A great poet indeed must be inspired; he must possess an exquisite sense of beauty, and feelings deeper than those of most men, and yet well under his control. "The Milton of poetry is the man, in his own magnificent phrase, of devout prayer to that eternal spirit that can enrich with all utterance and knowledge, and sends out his seraphim with the hallowed fire of his altar, to touch and purify the lips of whom he pleases." [2] And if from one point of view Poetry brings home to us the immeasurable inequalities of different minds, on the other hand it teaches us that genius is no affair of rank or wealth.

"I think of Chatterton, the marvellous boy,
The sleepless soul, that perish'd in his pride;
Of Burns, that walk'd in glory and in joy
Behind his plough upon the mountain-side." [3]

A man may be a poet and yet write no verse, but not if he writes bad or poor ones.

"Mediocribus esse poetis
Non homines, non Di, non concessere columnae." [4]

Second-rate poets, like second-rate writers generally, fade gradually into dreamland; but the great poets remain always.

Poetry will not live unless it be alive, "that which comes from the head goes to the heart;" [5] and Milton truly said that "he who would not be frustrate of his hope to write well hereafter in laudable things, ought himself to be a true poem."

For "he who, having no touch of the Muses' madness in his soul, comes to the door and thinks he will get into the temple by the help of Art—he, I say, and his Poetry are not admitted." [6]

But the work of the true poet is immortal.

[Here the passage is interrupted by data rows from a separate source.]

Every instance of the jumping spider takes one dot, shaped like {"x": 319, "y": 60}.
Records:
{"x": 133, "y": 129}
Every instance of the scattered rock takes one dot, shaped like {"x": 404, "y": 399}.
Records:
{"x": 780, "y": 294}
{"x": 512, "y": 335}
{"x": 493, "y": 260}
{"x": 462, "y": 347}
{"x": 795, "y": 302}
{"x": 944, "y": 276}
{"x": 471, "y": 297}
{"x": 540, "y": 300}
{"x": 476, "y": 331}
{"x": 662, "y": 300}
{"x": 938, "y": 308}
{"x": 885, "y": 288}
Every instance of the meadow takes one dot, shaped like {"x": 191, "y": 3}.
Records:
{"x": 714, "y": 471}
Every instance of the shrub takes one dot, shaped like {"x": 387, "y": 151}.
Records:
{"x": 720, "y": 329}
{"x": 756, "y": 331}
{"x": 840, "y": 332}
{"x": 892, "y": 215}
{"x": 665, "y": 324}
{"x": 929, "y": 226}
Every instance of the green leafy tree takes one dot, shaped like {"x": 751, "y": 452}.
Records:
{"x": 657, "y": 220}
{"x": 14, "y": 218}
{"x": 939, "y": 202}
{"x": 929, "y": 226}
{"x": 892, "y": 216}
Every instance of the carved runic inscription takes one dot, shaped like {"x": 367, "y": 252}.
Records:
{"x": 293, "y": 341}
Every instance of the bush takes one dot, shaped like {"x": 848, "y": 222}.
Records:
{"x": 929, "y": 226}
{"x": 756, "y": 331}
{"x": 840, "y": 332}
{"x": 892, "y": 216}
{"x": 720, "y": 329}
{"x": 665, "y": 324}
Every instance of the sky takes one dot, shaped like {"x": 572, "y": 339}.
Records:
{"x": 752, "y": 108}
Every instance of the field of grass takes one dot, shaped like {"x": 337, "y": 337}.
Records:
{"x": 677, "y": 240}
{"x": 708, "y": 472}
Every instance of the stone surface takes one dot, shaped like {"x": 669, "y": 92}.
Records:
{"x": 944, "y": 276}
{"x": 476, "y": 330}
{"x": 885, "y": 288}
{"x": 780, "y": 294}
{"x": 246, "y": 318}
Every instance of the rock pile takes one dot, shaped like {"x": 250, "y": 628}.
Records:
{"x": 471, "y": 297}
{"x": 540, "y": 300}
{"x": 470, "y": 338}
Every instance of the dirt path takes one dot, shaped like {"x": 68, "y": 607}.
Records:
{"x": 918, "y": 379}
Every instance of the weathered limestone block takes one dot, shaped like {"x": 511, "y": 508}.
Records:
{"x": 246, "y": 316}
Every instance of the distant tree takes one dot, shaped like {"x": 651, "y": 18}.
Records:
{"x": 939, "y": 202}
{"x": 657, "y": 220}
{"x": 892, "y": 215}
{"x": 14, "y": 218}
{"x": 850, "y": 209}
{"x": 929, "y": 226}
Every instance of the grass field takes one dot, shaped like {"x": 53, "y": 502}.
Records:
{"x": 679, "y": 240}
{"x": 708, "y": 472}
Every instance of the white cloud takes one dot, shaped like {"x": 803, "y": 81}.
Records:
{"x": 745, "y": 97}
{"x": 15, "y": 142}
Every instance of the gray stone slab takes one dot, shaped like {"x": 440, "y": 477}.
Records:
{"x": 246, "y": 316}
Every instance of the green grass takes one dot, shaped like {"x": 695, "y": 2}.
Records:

"For have not the verses of Homer continued 2500 years or more without the loss of a syllable or a letter, during which time infinite palaces, temples, castles, cities, have been decayed and demolished? It is not possible to have the true pictures or statues of Cyrus, Alexander, Caesar, no, nor of the kings or great personages of much later years; for the originals cannot last, and the copies cannot but lose of the life and truth. But the images of men's wits and knowledge remain in books, exempted from the wrong of time and capable of perpetual renovation. Neither are they fitly to be called images, because they generate still and cast their seeds in the minds of others, provoking and causing infinite actions and opinions in succeeding ages: so that if the invention of the ship was thought so noble, which carrieth riches and commodities from place to place, and consociateth the most remote regions in participation of their fruits, how much more are letters to be magnified, which, as ships, pass through the vast seas of time and make ages so distant to participate of the wisdom, illuminations, and inventions, the one of the other?" [7]

The poet requires many qualifications. "Who has traced," says Cousin, "the plan of this poem? Reason. Who has given it life and charm? Love. And who has guided reason and love? The Will."